Cuelga los guantes maltratados; Lavigne está muerto.
Firme y erguido entró en la oscuridad.
La corona se ha marchitado y la multitud se fue,
el cuadrilátero está desnudo y solitario... pero escucha:
el fantasmal rugido de muchos seguidores fantasmales
flota a través de los años polvorientos olvidados tiempo atrás.
Las luces brillaban ardientes por encima del cuadrilátero escarlata
donde reinó como un verdadero rey.
El clamor de la multitud rugía por debajo de su brillo
y murmuraban en la oscuridad: «¡Lavigne! ¡Lavigne!».
Roja salpicaba la sangre y restallaban los fieros golpes.
Los hombres se pasmaban en la lona y se levantaban tambaleantes.
Las coronas brillaban en todo su esplendor, ganase o perdiese,
y los huesos se hicieron añicos como trineos que chocan.

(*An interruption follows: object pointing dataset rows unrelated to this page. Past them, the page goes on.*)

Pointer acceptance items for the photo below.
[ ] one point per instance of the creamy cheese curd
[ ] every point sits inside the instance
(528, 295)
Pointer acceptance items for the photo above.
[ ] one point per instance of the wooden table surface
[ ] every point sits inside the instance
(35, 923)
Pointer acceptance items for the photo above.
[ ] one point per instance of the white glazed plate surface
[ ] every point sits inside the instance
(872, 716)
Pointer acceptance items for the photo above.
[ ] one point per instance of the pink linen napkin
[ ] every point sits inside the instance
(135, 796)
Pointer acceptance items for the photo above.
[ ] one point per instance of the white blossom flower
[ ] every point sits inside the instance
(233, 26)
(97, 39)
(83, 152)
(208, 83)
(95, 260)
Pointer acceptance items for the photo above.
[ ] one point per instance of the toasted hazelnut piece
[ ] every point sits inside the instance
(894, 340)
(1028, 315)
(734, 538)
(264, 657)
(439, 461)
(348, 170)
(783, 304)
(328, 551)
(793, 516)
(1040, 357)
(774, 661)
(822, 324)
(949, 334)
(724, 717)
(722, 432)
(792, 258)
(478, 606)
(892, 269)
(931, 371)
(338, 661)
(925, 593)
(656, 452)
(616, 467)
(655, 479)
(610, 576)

Veloz como un leopardo, fuerte y orgullosamente delgado,
los campeones conocieron el valor de Lavigne.
El gigante enano Joe Walcott le vio acercarse,
y roto, ensangrentado, se tambaleó ante su perdición.
Handler y Everhardt y el duro Burge
vieron aparecer en última instancia su rugiente rostro
desde las nieblas sangrientas que les impedían ver
antes de hundirse en la noche sin luz.
Hombres fuertes y audaces caían vencidos a sus pies.
Fue poderoso en el triunfo y en la derrota.
Ahora se desvanecen los ecos de los vítores de la primera fila
y todo se pierde en la noche de los años muertos y en el polvo.
Fría rompe el alba, el Oriente es de un color rojo y espantoso.